A new method of detecting mega earthquakes, which picks up on the gravity waves they generate by using deep-learning models created at Los Alamos National Laboratory, can estimate earthquake magnitude in real time and provide earlier warning of tsunamis.
“Our model unlocks real-time estimation of earthquake magnitude, using data routinely treated as noise, and can immediately be transformative for tsunami early warning,” said Bertrand Rouet-Leduc, a scientist in Los Alamos’ Geophysics group.
Rapid and reliable magnitude estimation for large earthquakes is crucial to mitigate the risk associated with strong shaking and tsunamis. Standard early warning systems based on seismic waves cannot rapidly estimate the size of large earthquakes; the systems rely on estimating earthquake magnitude directly from the shaking it produces. These systems cannot distinguish between magnitude 8 and magnitude 9 earthquakes, even though the latter is 30 times more energetic and destructive.
Important distinctions possible
In new research, published May 11 in Nature, a research team found that a long-theorized gravity wave associated with very large earthquakes can also be used for earthquake early warning. Unlike seismic-based early warning, gravity-based early warning does not saturate with magnitude, meaning that gravity-based earthquake early warning can immediately distinguish between magnitude 8 and 9 earthquakes.
Other current approaches rely on GPS to estimate earthquake magnitude. While this approach provides better estimations than seismic-based earthquake early warning, it is also subject to large uncertainties and latency.

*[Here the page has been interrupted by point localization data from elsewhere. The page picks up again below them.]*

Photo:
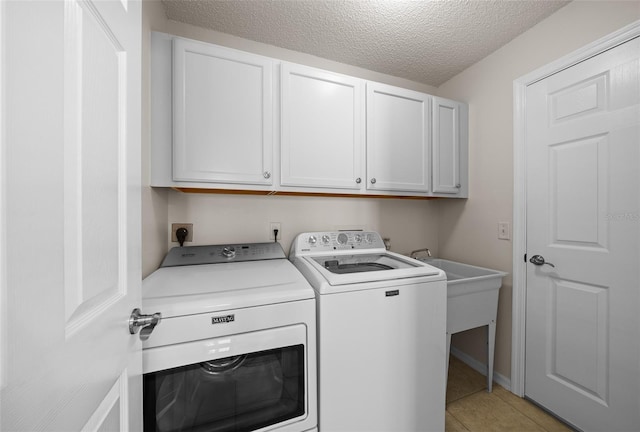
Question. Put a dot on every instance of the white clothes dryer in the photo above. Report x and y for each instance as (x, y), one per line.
(381, 333)
(235, 348)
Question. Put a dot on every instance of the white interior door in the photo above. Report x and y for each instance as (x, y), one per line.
(583, 216)
(71, 215)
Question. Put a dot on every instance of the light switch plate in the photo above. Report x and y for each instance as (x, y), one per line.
(504, 231)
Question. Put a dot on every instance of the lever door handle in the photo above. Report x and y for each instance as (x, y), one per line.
(539, 260)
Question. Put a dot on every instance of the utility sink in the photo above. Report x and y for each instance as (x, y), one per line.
(472, 301)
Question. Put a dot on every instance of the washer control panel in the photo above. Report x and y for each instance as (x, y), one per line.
(338, 240)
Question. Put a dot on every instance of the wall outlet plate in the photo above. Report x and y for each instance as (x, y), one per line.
(272, 226)
(174, 228)
(504, 231)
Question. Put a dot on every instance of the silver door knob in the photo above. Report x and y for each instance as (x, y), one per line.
(138, 320)
(539, 260)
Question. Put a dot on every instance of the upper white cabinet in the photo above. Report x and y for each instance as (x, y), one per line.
(231, 120)
(322, 129)
(449, 147)
(398, 138)
(222, 115)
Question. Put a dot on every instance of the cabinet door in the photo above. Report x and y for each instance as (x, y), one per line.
(397, 139)
(446, 146)
(322, 128)
(222, 115)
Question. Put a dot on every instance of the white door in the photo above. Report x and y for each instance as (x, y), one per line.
(322, 128)
(397, 139)
(71, 215)
(583, 216)
(222, 114)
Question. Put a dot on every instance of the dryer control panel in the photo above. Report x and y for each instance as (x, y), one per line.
(330, 241)
(216, 254)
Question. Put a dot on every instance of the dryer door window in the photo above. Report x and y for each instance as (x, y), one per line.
(239, 393)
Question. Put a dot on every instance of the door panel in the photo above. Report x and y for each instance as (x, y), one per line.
(446, 146)
(583, 202)
(398, 137)
(322, 128)
(72, 208)
(222, 115)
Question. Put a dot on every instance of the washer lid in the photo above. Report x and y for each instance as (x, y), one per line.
(187, 290)
(343, 269)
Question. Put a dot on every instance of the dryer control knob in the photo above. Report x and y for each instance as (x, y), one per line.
(229, 252)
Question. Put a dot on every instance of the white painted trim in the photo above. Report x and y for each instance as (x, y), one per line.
(480, 367)
(3, 206)
(520, 187)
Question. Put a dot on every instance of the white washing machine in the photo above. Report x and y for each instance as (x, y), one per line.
(235, 348)
(381, 333)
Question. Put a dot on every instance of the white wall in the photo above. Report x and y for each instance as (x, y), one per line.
(468, 230)
(241, 218)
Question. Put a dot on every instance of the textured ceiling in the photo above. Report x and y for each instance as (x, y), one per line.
(423, 41)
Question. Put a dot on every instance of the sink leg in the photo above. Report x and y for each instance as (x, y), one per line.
(491, 338)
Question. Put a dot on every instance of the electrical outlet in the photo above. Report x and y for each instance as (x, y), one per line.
(504, 232)
(274, 226)
(174, 228)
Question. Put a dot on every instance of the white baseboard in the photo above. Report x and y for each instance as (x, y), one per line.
(480, 367)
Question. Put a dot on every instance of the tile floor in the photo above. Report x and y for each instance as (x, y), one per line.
(471, 408)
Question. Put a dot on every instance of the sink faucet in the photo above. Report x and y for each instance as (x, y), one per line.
(415, 253)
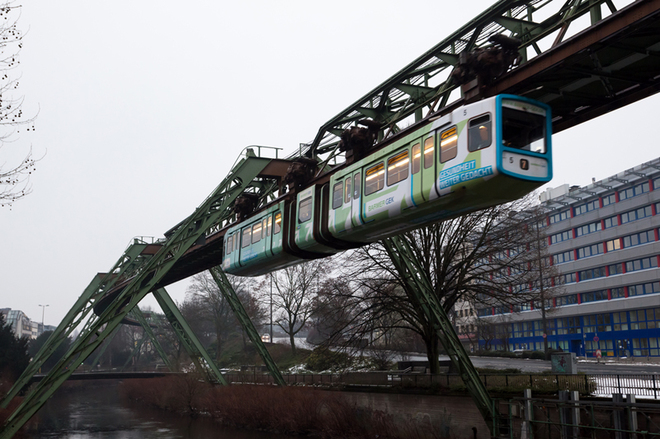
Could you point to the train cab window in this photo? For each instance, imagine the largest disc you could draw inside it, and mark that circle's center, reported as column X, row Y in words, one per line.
column 417, row 157
column 246, row 237
column 448, row 143
column 305, row 210
column 337, row 195
column 278, row 223
column 397, row 168
column 229, row 245
column 479, row 133
column 524, row 130
column 256, row 233
column 428, row 152
column 375, row 179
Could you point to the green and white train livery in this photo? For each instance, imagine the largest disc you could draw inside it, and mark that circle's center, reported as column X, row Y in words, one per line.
column 479, row 155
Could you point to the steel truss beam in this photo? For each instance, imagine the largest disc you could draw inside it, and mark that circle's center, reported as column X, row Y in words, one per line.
column 148, row 335
column 120, row 301
column 244, row 320
column 196, row 352
column 421, row 285
column 425, row 85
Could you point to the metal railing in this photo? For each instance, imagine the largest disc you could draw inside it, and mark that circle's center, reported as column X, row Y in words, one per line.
column 641, row 385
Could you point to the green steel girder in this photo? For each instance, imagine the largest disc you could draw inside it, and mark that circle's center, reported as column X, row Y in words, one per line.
column 196, row 352
column 239, row 311
column 421, row 285
column 148, row 334
column 127, row 263
column 425, row 85
column 215, row 209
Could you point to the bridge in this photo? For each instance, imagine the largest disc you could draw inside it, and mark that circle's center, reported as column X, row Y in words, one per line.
column 582, row 57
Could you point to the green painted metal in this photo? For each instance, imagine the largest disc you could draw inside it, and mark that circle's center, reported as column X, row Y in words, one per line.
column 148, row 335
column 416, row 277
column 215, row 209
column 237, row 307
column 426, row 84
column 201, row 358
column 128, row 262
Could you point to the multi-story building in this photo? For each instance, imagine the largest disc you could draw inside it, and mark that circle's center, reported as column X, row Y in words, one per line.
column 603, row 242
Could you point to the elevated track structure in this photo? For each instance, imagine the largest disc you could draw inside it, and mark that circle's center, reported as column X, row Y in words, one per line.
column 584, row 58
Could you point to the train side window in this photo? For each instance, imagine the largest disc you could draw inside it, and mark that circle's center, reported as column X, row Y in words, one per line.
column 397, row 168
column 479, row 133
column 417, row 157
column 375, row 179
column 246, row 237
column 448, row 144
column 428, row 152
column 256, row 233
column 337, row 195
column 278, row 223
column 305, row 210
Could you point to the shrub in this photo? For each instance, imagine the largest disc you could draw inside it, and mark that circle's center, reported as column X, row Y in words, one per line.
column 323, row 358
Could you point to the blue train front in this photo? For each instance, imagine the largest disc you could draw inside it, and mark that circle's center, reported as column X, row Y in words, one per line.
column 479, row 155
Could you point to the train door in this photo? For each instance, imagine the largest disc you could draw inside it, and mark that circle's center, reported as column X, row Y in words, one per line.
column 428, row 167
column 415, row 170
column 356, row 199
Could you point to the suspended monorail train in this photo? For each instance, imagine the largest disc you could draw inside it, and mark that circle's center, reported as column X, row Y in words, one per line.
column 479, row 155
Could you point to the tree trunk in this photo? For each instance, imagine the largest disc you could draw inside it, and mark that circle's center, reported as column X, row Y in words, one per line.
column 432, row 353
column 293, row 343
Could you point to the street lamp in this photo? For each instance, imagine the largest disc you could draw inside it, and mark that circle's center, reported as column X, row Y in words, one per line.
column 43, row 311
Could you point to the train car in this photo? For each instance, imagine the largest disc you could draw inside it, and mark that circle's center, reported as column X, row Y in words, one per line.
column 480, row 155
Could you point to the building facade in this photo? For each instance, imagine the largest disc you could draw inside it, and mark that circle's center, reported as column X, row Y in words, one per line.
column 603, row 241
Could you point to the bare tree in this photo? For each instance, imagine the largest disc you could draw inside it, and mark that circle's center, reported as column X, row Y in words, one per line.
column 14, row 174
column 212, row 308
column 479, row 257
column 295, row 289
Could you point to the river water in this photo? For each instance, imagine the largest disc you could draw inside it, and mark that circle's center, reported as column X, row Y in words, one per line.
column 98, row 411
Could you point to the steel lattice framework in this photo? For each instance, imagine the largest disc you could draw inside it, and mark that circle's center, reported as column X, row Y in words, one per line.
column 582, row 57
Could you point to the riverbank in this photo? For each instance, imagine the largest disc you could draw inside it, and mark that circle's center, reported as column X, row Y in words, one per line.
column 300, row 410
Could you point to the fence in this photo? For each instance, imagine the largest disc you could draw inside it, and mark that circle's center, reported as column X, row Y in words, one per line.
column 641, row 385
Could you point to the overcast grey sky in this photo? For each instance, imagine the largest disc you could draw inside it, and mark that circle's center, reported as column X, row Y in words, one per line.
column 143, row 107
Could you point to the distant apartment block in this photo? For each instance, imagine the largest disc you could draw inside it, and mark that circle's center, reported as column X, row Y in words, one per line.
column 603, row 240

PEGS approach more accurate for larger earthquakes
The recently discovered, speed-of-light Prompt Elasto-Gravity Signals approach raised hopes to overcome these limitations, but until now, had never been tested for earthquake early warning. As opposed to current methods, the PEGS approach to detection gets more accurate for larger earthquakes.

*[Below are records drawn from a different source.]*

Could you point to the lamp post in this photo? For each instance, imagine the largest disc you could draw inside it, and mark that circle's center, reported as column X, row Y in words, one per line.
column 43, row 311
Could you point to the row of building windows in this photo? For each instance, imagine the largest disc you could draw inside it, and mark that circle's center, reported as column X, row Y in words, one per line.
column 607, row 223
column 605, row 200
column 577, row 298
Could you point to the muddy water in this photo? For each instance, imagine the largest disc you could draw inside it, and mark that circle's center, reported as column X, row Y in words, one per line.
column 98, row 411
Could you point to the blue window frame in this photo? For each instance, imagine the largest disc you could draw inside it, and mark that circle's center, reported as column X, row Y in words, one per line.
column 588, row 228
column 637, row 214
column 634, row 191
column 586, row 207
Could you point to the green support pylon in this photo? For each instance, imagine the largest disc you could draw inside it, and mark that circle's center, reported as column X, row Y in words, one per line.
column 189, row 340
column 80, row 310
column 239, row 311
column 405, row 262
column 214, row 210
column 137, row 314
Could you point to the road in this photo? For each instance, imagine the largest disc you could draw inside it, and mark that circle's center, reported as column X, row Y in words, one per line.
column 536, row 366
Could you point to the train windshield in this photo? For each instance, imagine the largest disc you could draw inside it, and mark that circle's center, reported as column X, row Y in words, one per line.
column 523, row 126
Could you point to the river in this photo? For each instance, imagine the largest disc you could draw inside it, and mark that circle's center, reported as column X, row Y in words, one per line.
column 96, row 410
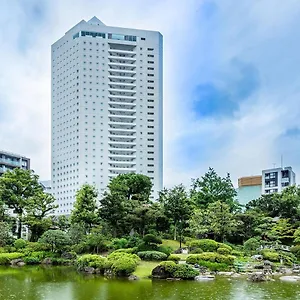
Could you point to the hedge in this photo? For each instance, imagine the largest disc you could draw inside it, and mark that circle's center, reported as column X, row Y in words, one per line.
column 6, row 258
column 152, row 255
column 210, row 256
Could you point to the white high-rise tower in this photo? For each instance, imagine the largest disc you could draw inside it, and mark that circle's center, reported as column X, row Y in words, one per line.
column 107, row 105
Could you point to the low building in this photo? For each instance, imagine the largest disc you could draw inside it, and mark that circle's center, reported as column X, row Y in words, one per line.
column 276, row 179
column 249, row 188
column 10, row 161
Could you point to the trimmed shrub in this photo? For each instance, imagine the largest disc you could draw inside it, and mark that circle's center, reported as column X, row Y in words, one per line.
column 165, row 249
column 179, row 271
column 185, row 272
column 91, row 260
column 152, row 255
column 213, row 266
column 296, row 251
column 30, row 260
column 251, row 244
column 196, row 251
column 174, row 257
column 223, row 251
column 6, row 258
column 206, row 245
column 152, row 239
column 270, row 255
column 20, row 244
column 210, row 256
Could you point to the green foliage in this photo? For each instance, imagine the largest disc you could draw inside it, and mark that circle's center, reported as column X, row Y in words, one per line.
column 212, row 188
column 213, row 266
column 223, row 251
column 152, row 255
column 123, row 264
column 91, row 260
column 206, row 245
column 252, row 244
column 196, row 251
column 20, row 244
column 165, row 249
column 296, row 251
column 210, row 256
column 179, row 270
column 174, row 257
column 152, row 239
column 270, row 255
column 57, row 239
column 6, row 258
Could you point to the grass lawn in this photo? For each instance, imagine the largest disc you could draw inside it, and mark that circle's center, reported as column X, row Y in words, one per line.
column 173, row 244
column 145, row 268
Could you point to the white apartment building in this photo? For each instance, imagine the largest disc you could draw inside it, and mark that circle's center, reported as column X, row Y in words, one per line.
column 107, row 106
column 276, row 179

The research team showed that PEGS can be used in real time to track earthquake growth and magnitude immediately after it reaches a certain size. The team developed a deep-learning model that leverages the information carried by PEGS, which is recorded by regional broadband seismometers in Japan.
After training the deep-learning model on a database of synthetic waveforms augmented with empirical noise measured on the seismic network, the team was able to show the first example of instantaneous tracking of an earthquake source on real data.

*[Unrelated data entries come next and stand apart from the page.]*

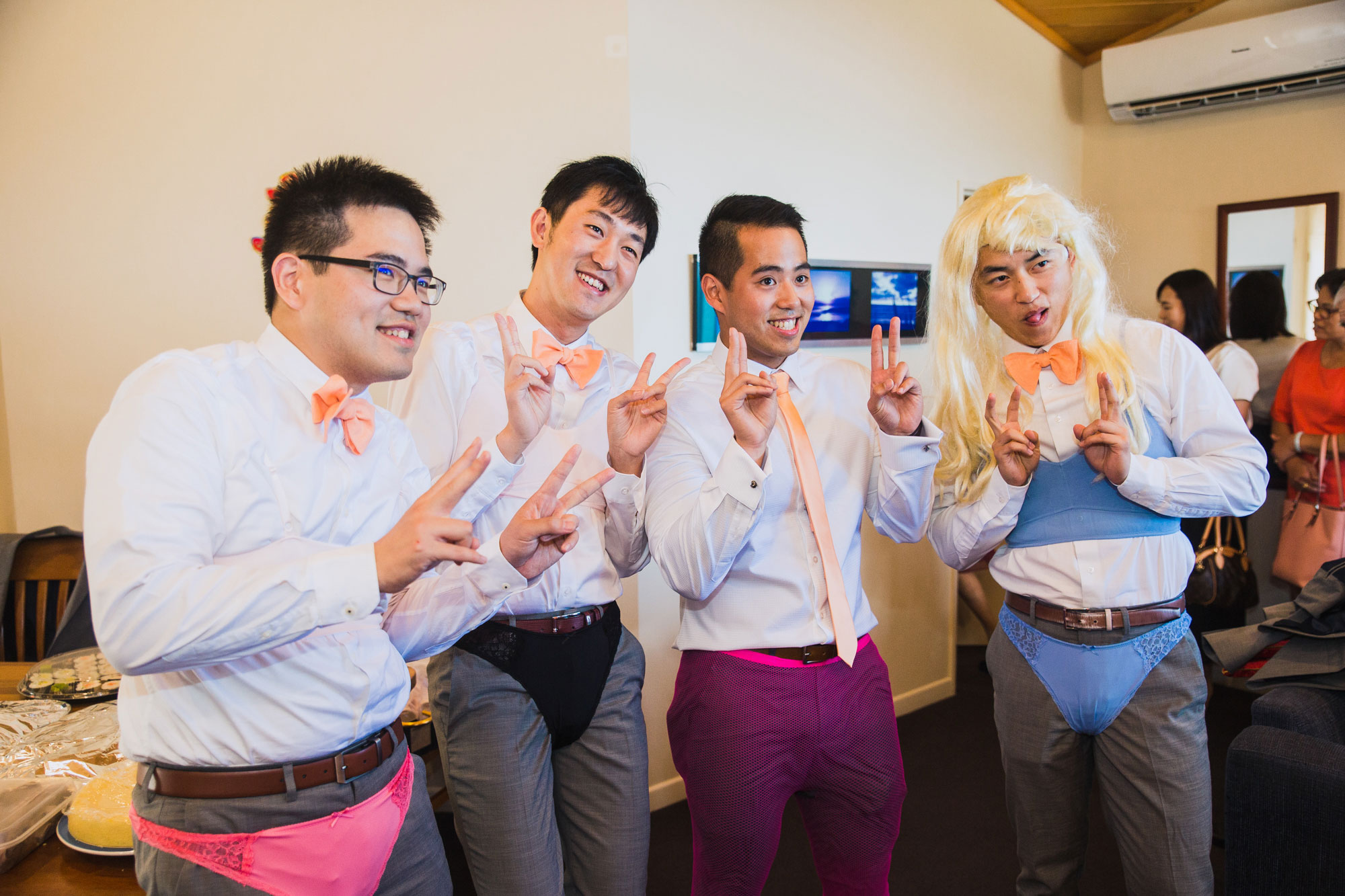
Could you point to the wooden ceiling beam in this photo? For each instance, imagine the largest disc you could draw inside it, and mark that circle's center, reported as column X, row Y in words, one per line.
column 1163, row 25
column 1044, row 30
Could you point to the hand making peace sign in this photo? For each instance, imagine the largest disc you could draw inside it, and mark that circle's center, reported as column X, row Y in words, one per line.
column 637, row 416
column 895, row 399
column 543, row 529
column 748, row 400
column 1017, row 452
column 427, row 534
column 1106, row 442
column 528, row 392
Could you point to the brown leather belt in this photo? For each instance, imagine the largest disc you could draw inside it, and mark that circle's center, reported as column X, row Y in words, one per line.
column 1101, row 619
column 564, row 623
column 225, row 783
column 808, row 655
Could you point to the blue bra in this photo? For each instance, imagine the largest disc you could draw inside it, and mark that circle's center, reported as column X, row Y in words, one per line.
column 1067, row 501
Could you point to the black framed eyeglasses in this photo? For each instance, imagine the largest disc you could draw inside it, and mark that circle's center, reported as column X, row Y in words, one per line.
column 392, row 279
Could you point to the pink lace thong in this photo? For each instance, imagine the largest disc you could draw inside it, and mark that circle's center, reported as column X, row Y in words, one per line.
column 340, row 854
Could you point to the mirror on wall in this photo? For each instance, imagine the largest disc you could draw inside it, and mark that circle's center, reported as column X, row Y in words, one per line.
column 1293, row 237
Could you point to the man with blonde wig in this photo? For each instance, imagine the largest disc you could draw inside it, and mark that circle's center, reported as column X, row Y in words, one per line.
column 1078, row 438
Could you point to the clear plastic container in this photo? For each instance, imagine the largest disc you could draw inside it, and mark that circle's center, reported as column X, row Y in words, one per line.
column 29, row 813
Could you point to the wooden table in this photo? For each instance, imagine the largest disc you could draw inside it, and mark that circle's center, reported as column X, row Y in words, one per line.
column 54, row 868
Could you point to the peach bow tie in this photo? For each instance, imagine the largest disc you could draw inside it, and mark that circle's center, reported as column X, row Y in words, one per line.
column 356, row 415
column 1026, row 366
column 582, row 364
column 806, row 464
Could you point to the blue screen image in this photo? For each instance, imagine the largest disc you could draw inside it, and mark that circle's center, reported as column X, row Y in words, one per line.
column 831, row 300
column 894, row 295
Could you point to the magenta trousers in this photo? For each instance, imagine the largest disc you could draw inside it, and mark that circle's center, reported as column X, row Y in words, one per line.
column 747, row 736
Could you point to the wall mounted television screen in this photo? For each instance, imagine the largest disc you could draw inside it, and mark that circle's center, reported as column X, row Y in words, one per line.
column 849, row 298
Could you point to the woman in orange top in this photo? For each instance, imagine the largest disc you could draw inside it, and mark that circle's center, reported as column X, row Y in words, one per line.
column 1311, row 401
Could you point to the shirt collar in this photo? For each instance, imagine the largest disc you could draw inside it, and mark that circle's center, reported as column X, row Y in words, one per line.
column 796, row 365
column 293, row 362
column 528, row 323
column 1009, row 345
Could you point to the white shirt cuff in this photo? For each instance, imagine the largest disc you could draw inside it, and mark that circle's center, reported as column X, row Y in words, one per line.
column 497, row 577
column 1145, row 482
column 911, row 452
column 626, row 489
column 740, row 477
column 346, row 584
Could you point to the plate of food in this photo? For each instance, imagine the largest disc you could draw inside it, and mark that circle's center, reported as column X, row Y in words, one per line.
column 79, row 674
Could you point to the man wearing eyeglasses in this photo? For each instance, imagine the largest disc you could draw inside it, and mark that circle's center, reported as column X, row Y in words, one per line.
column 263, row 549
column 539, row 710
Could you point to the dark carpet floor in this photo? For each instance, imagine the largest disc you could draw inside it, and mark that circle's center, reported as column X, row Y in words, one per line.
column 956, row 836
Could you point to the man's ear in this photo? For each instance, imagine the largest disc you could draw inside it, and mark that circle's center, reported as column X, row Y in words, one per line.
column 715, row 294
column 287, row 274
column 540, row 228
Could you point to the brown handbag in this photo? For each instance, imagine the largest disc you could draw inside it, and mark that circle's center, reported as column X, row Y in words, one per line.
column 1223, row 575
column 1309, row 540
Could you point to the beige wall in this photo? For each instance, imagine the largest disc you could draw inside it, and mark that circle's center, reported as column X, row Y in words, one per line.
column 141, row 139
column 867, row 115
column 1161, row 182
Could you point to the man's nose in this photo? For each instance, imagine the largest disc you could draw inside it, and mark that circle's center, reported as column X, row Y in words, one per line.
column 605, row 255
column 1026, row 288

This model, combined with real-time data, can alert communities much earlier if a subduction mega earthquake is large enough to create a tsunami that will breach the seawalls in place and endanger the coastal populations.
Paper: Instantaneous Tracking of Earthquake Growth with Elasto-Gravity Signals. Andrea Licciardi, Quentin Bletery, Bertrand Rouet-Leduc, Jean-Paul Ampuero and Kévin Juhel. Nature.
Funding: Laboratory Directed Research and Development program at Los Alamos.